Harry stared at the scene. That familiar stomach-churning revulsion rose again.

While they were still patting themselves on the back for working up the courage to face the monster, Lucian had dealt with it like disposing of garbage—cold, efficient, absolute.

Was that really magic Hogwarts taught?

Before they could speak, Professors McGonagall, Snape, and Quirrell finally arrived.

McGonagall gasped, hand to her chest at the wreckage. Snape strode forward, bent to examine the troll.

After a moment he straightened, eyes locked on Lucian.

"No traces of spell impact," Snape said softly, surprise in his tone. "Pure physical destruction. Shattered knee joint… and precisely induced cerebral concussion."

He advanced on Lucian, black robes billowing like storm clouds. "Ashford. Explain."

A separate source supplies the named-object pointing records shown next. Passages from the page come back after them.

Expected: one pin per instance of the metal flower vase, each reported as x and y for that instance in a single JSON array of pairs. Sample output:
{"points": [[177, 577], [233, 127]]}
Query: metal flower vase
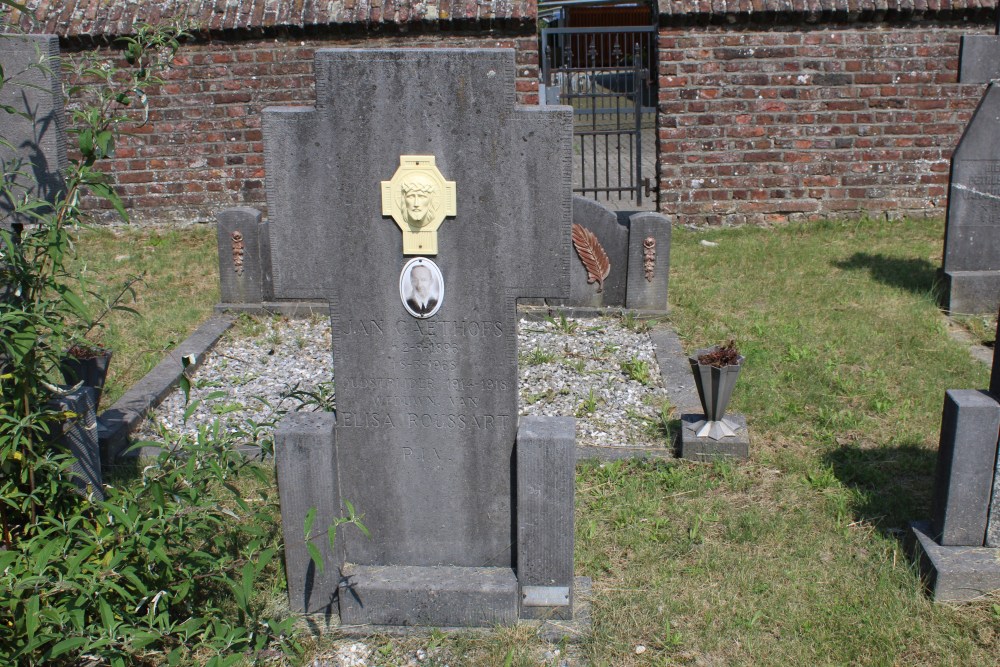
{"points": [[715, 388]]}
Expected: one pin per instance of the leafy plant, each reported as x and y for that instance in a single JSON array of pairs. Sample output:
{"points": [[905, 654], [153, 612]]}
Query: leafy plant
{"points": [[538, 356], [630, 320], [563, 324], [169, 562], [588, 405], [636, 369]]}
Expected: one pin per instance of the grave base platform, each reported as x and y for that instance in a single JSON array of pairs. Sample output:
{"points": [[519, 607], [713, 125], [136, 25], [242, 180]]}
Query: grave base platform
{"points": [[972, 292], [953, 574], [551, 630], [705, 448], [440, 596]]}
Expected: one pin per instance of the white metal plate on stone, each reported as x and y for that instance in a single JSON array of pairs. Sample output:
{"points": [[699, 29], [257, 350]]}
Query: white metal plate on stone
{"points": [[545, 596]]}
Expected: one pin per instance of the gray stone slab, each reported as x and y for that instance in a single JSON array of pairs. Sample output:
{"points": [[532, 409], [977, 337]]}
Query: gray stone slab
{"points": [[954, 574], [612, 234], [241, 255], [675, 369], [292, 309], [426, 402], [963, 479], [33, 86], [444, 595], [972, 235], [266, 277], [305, 463], [979, 59], [993, 519], [79, 436], [971, 292], [648, 261], [994, 361], [546, 477], [124, 416], [426, 407], [706, 449], [621, 452], [572, 631]]}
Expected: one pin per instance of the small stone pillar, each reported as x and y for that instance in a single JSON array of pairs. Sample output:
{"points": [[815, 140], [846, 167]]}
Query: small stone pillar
{"points": [[305, 463], [244, 256], [648, 261], [546, 477], [957, 549]]}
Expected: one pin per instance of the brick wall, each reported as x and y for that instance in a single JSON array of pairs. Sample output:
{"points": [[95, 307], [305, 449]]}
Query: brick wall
{"points": [[761, 125], [202, 148]]}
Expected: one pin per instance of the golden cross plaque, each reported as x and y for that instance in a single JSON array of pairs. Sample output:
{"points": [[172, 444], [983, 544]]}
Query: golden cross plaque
{"points": [[418, 198]]}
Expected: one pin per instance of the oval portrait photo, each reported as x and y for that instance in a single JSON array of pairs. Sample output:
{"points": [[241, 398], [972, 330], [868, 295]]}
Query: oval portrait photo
{"points": [[421, 287]]}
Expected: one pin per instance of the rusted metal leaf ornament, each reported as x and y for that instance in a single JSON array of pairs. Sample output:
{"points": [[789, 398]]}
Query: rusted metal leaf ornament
{"points": [[592, 254], [649, 257]]}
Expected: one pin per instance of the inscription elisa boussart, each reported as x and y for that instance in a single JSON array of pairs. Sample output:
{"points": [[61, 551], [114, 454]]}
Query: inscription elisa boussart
{"points": [[418, 198], [421, 287]]}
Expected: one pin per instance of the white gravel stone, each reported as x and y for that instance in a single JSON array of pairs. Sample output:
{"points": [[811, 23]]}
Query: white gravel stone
{"points": [[257, 372]]}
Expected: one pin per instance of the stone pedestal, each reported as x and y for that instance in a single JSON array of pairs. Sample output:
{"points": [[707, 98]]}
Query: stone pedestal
{"points": [[705, 448], [956, 550], [954, 574]]}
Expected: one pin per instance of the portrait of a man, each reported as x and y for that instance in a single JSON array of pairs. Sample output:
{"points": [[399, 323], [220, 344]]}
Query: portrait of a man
{"points": [[421, 287]]}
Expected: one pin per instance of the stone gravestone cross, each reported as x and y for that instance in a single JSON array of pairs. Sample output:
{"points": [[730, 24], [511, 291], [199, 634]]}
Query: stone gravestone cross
{"points": [[421, 203]]}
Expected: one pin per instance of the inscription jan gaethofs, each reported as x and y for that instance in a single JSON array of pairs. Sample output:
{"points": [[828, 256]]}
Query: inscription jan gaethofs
{"points": [[421, 401], [425, 455], [425, 420], [388, 384], [427, 383], [441, 328]]}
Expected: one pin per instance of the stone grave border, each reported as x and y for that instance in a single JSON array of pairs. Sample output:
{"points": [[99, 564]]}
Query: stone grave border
{"points": [[118, 421]]}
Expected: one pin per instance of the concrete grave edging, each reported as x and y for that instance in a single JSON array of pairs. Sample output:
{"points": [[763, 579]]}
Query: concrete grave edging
{"points": [[117, 422]]}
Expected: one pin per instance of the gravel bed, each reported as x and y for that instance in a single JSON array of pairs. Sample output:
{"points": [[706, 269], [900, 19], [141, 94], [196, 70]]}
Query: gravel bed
{"points": [[577, 367]]}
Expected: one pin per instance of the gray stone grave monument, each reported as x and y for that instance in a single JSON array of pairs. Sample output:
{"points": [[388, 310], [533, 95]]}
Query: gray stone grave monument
{"points": [[959, 548], [979, 57], [421, 203], [972, 236], [36, 156]]}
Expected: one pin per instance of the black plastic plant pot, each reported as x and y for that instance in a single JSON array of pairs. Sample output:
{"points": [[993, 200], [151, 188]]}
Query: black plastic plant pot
{"points": [[89, 367], [715, 388]]}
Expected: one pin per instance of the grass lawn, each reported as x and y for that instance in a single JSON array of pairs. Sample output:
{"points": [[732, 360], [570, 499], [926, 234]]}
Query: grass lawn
{"points": [[179, 289], [792, 558]]}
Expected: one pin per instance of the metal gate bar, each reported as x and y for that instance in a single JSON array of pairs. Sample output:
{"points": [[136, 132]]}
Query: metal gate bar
{"points": [[607, 84]]}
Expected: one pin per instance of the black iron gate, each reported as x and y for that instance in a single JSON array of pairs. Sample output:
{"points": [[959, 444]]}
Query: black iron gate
{"points": [[604, 74]]}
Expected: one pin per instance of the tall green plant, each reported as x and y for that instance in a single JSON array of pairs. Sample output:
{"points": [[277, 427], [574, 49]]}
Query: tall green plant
{"points": [[41, 308]]}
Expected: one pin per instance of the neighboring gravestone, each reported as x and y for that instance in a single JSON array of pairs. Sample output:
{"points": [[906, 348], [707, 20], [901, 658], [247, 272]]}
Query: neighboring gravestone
{"points": [[244, 256], [972, 236], [648, 261], [621, 259], [421, 203], [958, 548], [967, 456], [37, 152], [979, 57]]}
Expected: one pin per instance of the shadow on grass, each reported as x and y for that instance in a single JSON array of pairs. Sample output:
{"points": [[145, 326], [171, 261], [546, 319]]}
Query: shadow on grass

"Self-defense, Professor." Lucian's voice remained level. "And a basic application of anatomy. If your garlic-scented colleague had kept better watch over his pet, this floorboard wouldn't have had to endure unnecessary impact."

Quirrell twitched violently; pain flashed in his eyes.

Hermione suddenly stepped forward, placing herself between Lucian and the professors. Her voice still trembled, but it was fiercely determined:

"It was my fault, Professor! I came looking for the troll… I thought I could handle it… If Lucian hadn't saved me, I'd be dead!"

It was the first time she had lied to a teacher—for the sake of protecting that boy.

Lucian looked at the messy brown head now shielding him and felt a flicker of surprise.

He had defied fate so openly—yet no correction had come?